According to analysts at Investment One research ,“We expect improved liquidity in the IEW over the medium term, given our expectation of (1) increased inflows from crude oil receipts, and (2) in flows from FCY borrowings ($6.18 billion) and IMF SDR ($3.40 billion). Accordingly, we expect the naira to remain relatively range-bound (N410.00/USD – N415.00/$) at the I & E FX.”
Meanwhile , the overnight (OVN) rate contracted by 325 basis points w/w, to 17.3per cent.
The healthy liquidity position from last week and this week’s inflows from OMO maturities (NGN80.00 billion) supported the contraction amid outflows for net NTB issuances (N104.84 billion) and the CBN’s weekly FX auction.
“We expect tighter liquidity in the system in the coming week, as debits for the week’s FGN bond and CBN FX auctions will likely outweigh expected inflows from OMO maturities (N91.00 billion).”

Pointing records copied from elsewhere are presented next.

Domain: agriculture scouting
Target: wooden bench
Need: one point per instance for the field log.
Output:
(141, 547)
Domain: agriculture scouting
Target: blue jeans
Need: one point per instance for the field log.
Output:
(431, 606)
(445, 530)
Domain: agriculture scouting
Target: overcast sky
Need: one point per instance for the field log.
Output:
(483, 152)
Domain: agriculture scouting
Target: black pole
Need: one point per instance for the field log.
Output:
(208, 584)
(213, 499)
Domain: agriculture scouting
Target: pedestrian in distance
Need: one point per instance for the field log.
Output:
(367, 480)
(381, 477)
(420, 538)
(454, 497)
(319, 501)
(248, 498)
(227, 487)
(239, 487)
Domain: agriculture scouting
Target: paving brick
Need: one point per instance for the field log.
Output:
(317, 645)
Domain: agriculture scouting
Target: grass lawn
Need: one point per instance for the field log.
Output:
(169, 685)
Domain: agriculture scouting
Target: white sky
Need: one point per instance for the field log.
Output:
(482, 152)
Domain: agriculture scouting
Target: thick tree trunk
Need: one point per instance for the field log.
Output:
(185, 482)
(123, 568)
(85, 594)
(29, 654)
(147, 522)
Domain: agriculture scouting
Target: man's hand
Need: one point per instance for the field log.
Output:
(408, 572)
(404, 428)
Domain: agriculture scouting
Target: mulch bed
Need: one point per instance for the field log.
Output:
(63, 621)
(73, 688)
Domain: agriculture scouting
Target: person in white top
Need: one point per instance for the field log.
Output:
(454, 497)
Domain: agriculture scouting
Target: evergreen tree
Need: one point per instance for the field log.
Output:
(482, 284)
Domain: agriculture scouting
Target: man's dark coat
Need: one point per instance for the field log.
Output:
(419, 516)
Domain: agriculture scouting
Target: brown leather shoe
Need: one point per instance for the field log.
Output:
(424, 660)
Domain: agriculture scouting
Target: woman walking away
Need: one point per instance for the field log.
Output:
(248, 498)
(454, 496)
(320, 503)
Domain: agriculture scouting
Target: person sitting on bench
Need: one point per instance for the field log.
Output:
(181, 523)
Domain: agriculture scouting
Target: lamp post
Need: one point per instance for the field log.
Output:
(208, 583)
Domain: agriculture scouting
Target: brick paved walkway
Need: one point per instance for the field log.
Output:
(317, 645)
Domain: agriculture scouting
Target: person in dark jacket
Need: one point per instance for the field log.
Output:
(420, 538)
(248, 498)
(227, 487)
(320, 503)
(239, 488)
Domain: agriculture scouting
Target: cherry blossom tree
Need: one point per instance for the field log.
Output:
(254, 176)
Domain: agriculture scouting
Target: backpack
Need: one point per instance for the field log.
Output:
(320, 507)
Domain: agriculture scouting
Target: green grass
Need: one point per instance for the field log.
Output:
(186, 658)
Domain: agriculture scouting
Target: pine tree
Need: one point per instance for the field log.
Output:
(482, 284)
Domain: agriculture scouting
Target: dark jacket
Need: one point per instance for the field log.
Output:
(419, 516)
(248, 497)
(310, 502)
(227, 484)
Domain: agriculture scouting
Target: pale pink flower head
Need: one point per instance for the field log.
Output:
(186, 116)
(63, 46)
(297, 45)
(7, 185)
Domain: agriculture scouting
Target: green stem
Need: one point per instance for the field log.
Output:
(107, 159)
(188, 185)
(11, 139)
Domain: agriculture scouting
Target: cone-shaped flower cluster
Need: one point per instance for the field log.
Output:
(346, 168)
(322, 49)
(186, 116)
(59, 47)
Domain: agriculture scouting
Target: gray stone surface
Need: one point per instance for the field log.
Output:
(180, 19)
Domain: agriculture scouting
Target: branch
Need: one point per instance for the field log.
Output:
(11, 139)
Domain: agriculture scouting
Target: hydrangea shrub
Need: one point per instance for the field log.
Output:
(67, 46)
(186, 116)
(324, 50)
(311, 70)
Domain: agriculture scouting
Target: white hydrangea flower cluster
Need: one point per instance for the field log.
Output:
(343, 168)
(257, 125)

They expressed that, “Trading in the Treasury bills secondary market closed on a bullish note this week, following (1) increased demand for OMO bills on the back of limited supply from the CBN, and (2) as market participants sought to fill lost bids from Wednesday’s NTB PMA. Consequently, the average yield across all instruments contracted by 54bps to 6.2 per cent.
“Across the market segments, the average yield at the OMO segment contracted by 12bps to 7.7%. Notably, we highlight that there has been no primary market offering in the segment for four consecutive weeks.

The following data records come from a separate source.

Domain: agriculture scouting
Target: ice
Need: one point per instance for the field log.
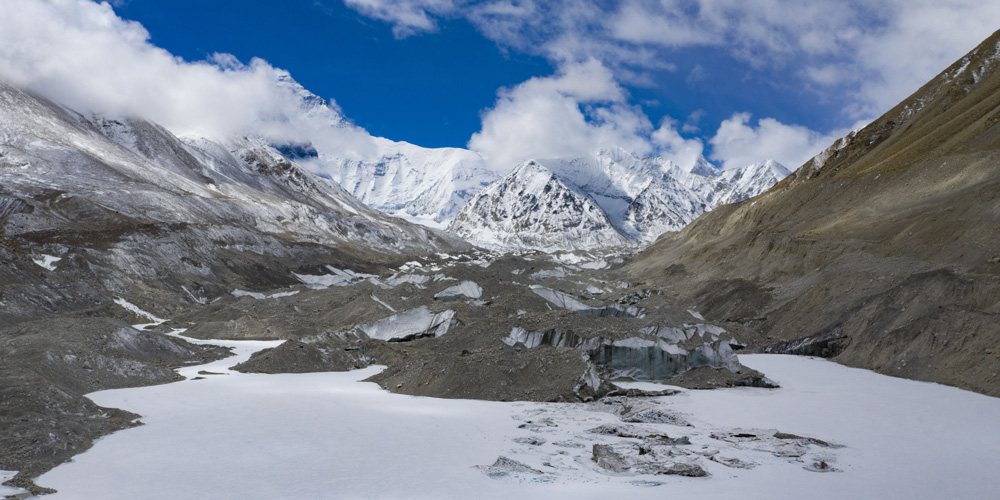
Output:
(47, 261)
(339, 277)
(559, 272)
(317, 435)
(154, 321)
(387, 306)
(567, 301)
(560, 299)
(410, 324)
(416, 279)
(596, 264)
(466, 289)
(261, 296)
(10, 491)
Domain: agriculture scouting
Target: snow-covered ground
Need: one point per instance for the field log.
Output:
(327, 435)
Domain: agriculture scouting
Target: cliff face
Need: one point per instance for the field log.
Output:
(881, 252)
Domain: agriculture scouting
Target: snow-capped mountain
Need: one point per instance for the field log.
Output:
(423, 185)
(531, 207)
(125, 173)
(614, 198)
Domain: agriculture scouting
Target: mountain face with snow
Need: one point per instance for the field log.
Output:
(425, 185)
(106, 189)
(613, 199)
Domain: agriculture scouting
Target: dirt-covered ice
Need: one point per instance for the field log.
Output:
(828, 432)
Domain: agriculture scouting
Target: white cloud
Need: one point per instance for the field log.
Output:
(738, 143)
(81, 54)
(671, 145)
(409, 17)
(572, 113)
(869, 54)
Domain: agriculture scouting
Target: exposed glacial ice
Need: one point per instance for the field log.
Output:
(410, 324)
(316, 433)
(640, 358)
(134, 309)
(465, 289)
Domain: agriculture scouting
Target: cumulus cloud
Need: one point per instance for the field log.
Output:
(671, 145)
(407, 17)
(738, 143)
(869, 54)
(81, 54)
(571, 113)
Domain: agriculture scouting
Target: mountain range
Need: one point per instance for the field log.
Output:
(613, 199)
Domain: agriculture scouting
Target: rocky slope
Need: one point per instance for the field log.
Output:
(423, 185)
(614, 199)
(107, 222)
(881, 252)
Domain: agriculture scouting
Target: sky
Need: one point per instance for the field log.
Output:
(734, 80)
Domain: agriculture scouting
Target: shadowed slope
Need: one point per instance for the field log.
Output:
(883, 251)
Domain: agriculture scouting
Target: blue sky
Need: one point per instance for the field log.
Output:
(736, 81)
(429, 88)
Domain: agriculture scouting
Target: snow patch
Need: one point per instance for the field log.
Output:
(46, 261)
(411, 324)
(134, 309)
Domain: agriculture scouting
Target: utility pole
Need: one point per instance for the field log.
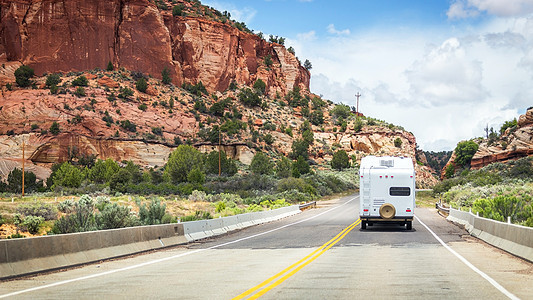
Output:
(23, 158)
(219, 163)
(357, 107)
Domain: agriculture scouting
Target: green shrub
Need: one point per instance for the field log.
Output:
(283, 168)
(141, 85)
(152, 214)
(260, 86)
(177, 10)
(340, 160)
(23, 75)
(80, 92)
(249, 98)
(464, 152)
(142, 107)
(53, 80)
(54, 128)
(82, 219)
(341, 111)
(113, 216)
(300, 167)
(38, 209)
(33, 223)
(80, 81)
(67, 176)
(129, 126)
(261, 164)
(398, 142)
(197, 89)
(227, 165)
(181, 161)
(125, 93)
(317, 117)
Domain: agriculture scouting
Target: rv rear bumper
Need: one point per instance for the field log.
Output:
(378, 219)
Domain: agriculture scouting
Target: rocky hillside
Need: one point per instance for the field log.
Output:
(213, 64)
(515, 141)
(196, 44)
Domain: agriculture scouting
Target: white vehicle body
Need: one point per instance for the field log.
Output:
(387, 190)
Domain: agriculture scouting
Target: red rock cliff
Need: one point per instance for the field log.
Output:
(61, 36)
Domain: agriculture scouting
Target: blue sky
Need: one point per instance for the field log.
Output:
(442, 69)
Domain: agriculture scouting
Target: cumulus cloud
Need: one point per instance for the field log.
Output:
(446, 75)
(461, 9)
(443, 87)
(331, 29)
(241, 14)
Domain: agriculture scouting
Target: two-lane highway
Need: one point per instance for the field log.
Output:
(318, 254)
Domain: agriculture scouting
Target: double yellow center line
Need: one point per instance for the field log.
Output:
(277, 279)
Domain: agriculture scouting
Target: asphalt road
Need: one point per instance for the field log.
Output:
(318, 254)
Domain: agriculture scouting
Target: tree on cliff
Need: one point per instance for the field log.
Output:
(23, 75)
(141, 85)
(182, 161)
(307, 65)
(165, 76)
(261, 164)
(464, 152)
(340, 160)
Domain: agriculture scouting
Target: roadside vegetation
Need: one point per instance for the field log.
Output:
(112, 194)
(497, 191)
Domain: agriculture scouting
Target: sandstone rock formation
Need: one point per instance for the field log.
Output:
(61, 36)
(514, 143)
(135, 35)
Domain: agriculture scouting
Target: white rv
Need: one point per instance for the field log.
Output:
(387, 190)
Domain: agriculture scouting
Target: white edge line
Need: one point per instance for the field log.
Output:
(166, 258)
(470, 265)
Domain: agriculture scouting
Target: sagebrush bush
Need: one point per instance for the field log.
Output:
(38, 209)
(33, 223)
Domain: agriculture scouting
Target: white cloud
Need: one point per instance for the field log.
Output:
(446, 75)
(444, 86)
(332, 30)
(461, 9)
(241, 14)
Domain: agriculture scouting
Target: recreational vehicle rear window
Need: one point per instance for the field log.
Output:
(400, 191)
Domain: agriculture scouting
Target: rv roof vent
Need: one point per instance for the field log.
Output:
(387, 163)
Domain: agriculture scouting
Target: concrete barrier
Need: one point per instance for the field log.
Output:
(31, 255)
(512, 238)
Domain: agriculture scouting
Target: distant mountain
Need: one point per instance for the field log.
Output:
(134, 79)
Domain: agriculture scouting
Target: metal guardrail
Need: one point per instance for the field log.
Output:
(308, 205)
(441, 208)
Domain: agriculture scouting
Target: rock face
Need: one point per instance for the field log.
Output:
(513, 144)
(61, 36)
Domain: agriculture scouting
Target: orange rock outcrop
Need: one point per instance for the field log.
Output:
(62, 36)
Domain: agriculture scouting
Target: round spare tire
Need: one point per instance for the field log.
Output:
(387, 211)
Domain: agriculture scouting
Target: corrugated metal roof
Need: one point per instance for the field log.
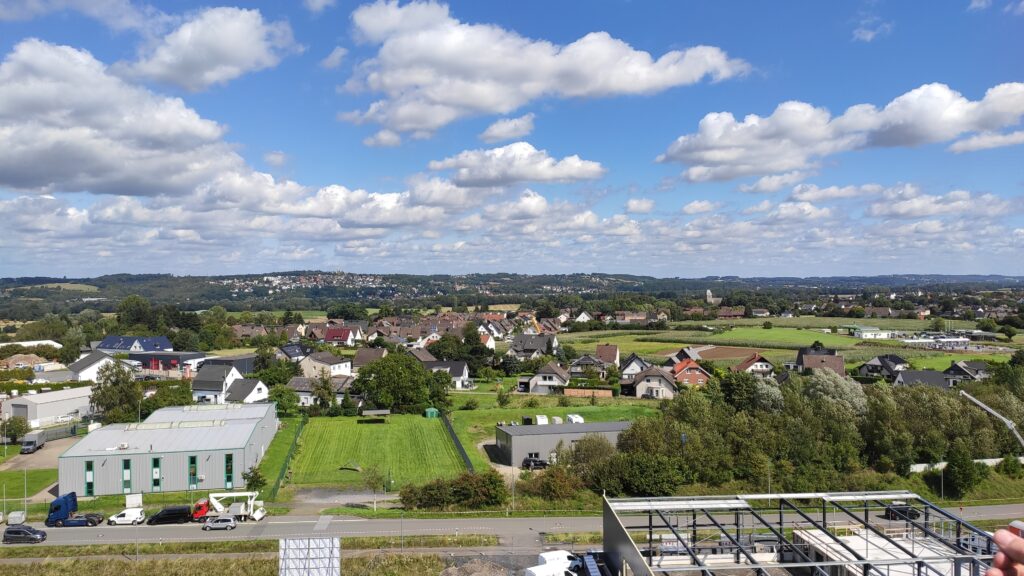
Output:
(214, 436)
(55, 396)
(210, 412)
(585, 427)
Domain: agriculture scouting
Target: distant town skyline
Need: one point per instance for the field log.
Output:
(656, 138)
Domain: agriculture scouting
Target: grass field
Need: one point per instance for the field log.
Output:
(66, 286)
(37, 481)
(411, 448)
(473, 426)
(273, 460)
(942, 362)
(231, 352)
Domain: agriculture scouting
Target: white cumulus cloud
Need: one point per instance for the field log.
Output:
(214, 47)
(515, 163)
(797, 134)
(433, 69)
(639, 205)
(509, 129)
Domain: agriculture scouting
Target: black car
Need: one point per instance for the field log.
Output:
(534, 463)
(900, 510)
(171, 515)
(23, 534)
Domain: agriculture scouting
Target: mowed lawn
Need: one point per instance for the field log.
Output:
(411, 448)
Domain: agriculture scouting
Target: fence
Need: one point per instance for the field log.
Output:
(288, 459)
(458, 444)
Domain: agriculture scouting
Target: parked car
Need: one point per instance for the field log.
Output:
(128, 516)
(23, 534)
(220, 523)
(171, 515)
(534, 463)
(900, 510)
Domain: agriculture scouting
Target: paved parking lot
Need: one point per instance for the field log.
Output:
(44, 458)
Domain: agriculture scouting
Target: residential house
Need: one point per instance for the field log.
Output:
(247, 391)
(687, 353)
(366, 356)
(339, 336)
(969, 370)
(757, 365)
(23, 361)
(211, 383)
(458, 369)
(817, 356)
(690, 373)
(927, 377)
(246, 331)
(587, 362)
(293, 352)
(87, 367)
(528, 346)
(325, 363)
(731, 313)
(887, 366)
(607, 354)
(488, 341)
(124, 344)
(551, 378)
(423, 355)
(654, 382)
(629, 368)
(304, 387)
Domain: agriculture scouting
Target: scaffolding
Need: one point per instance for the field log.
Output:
(808, 534)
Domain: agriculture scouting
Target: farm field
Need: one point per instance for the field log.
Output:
(942, 362)
(66, 286)
(823, 322)
(410, 448)
(474, 426)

“Similarly, the average yield at the NTB segment contracted by 95bps to 4.7 per cent. At the PMA, the CBN offered bills worth N51.49 billion across the three conventional maturities.

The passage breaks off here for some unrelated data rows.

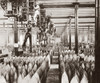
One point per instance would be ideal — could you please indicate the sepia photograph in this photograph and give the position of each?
(49, 41)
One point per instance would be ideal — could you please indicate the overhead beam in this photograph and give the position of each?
(72, 17)
(79, 26)
(74, 23)
(52, 5)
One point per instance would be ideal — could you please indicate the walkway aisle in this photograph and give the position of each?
(53, 73)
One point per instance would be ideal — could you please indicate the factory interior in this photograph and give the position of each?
(49, 41)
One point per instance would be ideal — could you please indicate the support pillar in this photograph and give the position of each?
(88, 34)
(76, 26)
(97, 42)
(15, 36)
(70, 32)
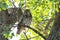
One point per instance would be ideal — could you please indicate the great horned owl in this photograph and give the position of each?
(26, 20)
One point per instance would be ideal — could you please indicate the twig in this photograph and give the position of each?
(35, 31)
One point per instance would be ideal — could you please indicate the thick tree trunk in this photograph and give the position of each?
(55, 31)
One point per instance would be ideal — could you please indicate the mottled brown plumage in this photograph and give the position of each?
(26, 20)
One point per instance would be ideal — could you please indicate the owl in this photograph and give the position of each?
(26, 20)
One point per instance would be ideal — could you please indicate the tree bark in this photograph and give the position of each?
(55, 31)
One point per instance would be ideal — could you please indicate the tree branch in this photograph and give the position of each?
(34, 31)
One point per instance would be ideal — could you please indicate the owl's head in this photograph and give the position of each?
(27, 13)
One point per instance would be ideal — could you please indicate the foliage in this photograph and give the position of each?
(41, 10)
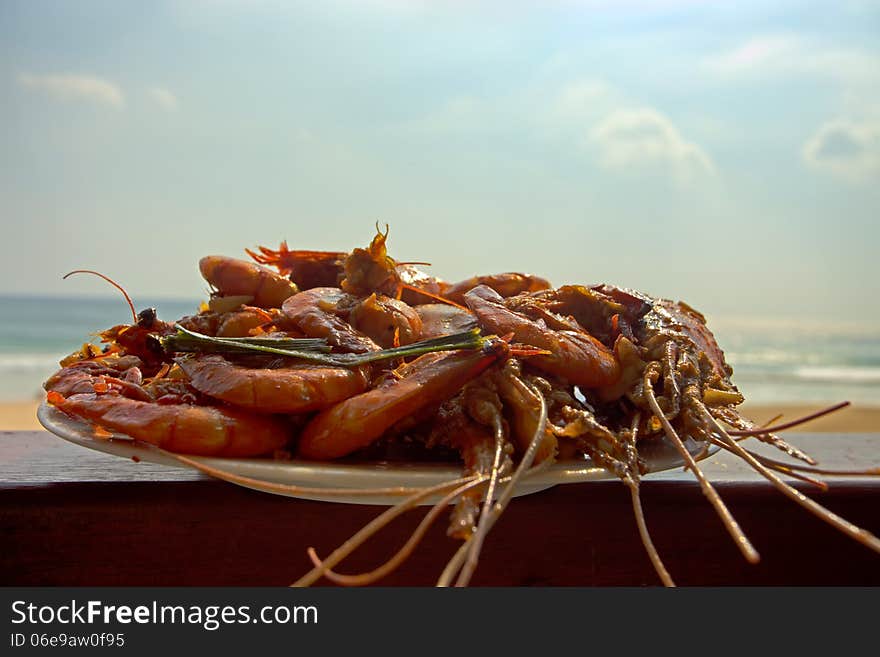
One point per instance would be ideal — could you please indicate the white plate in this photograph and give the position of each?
(327, 475)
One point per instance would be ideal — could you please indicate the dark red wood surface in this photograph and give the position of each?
(71, 516)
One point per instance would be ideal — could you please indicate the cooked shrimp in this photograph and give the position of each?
(574, 355)
(356, 422)
(298, 388)
(506, 285)
(317, 314)
(181, 428)
(386, 320)
(307, 269)
(233, 277)
(439, 319)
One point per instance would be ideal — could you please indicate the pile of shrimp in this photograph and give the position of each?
(575, 373)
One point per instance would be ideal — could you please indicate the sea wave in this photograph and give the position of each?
(859, 375)
(29, 362)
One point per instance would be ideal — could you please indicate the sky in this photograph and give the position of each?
(727, 154)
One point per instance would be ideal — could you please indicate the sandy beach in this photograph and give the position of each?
(19, 416)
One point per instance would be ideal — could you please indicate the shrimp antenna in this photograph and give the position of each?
(730, 523)
(788, 425)
(415, 538)
(112, 282)
(860, 535)
(632, 482)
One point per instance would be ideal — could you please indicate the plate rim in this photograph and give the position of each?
(327, 474)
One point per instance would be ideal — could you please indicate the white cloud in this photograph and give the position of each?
(636, 138)
(585, 97)
(163, 98)
(847, 149)
(791, 54)
(75, 87)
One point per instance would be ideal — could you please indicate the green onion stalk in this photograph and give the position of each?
(314, 350)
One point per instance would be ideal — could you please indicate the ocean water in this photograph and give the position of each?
(774, 360)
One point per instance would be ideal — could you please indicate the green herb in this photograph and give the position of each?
(315, 350)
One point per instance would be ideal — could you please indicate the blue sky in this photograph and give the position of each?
(726, 156)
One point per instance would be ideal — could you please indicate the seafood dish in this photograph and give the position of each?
(353, 356)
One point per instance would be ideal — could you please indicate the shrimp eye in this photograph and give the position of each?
(146, 317)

“Demand was strong, with a subscription level of N398.38 billion (Bid-to-offer ratio: 7.7x; previously 2.1x) recorded. Eventually, the CBN allotted NGN156.33 billion – N4.80 billion of the 91D, N3.75 billion of the 182D and NGN147.78 billion of the 364D bills – at respective stop rates of 2.50 per cent (unchanged), 3.50% (unchanged), and 7.35 per cent (previously 8.20 per cent).
“We envisage the trend of lower yields on T-bills will persist in the coming week, as we maintain our view of improved buying activities as participants react to the lower rate on the recently (re)issued bills and the CBN’s continued absence from the OMO primary market.
“ Bullish sentiments persisted in the Treasury bonds secondary market following improved demand, as investors anticipate lower stop rates at next week’s auction.
“Specifically, the average yield contracted by 38bps to 11.6%. Across the benchmark curve, the average yield declined at the short (-62bps), mid (-24bps) and long (-33bps) ends as investors’ interests piqued on the JAN-2022 (-156bps), FEB-2028 (-46bps) and MAR-2035 (-55bps) bonds, respectively.”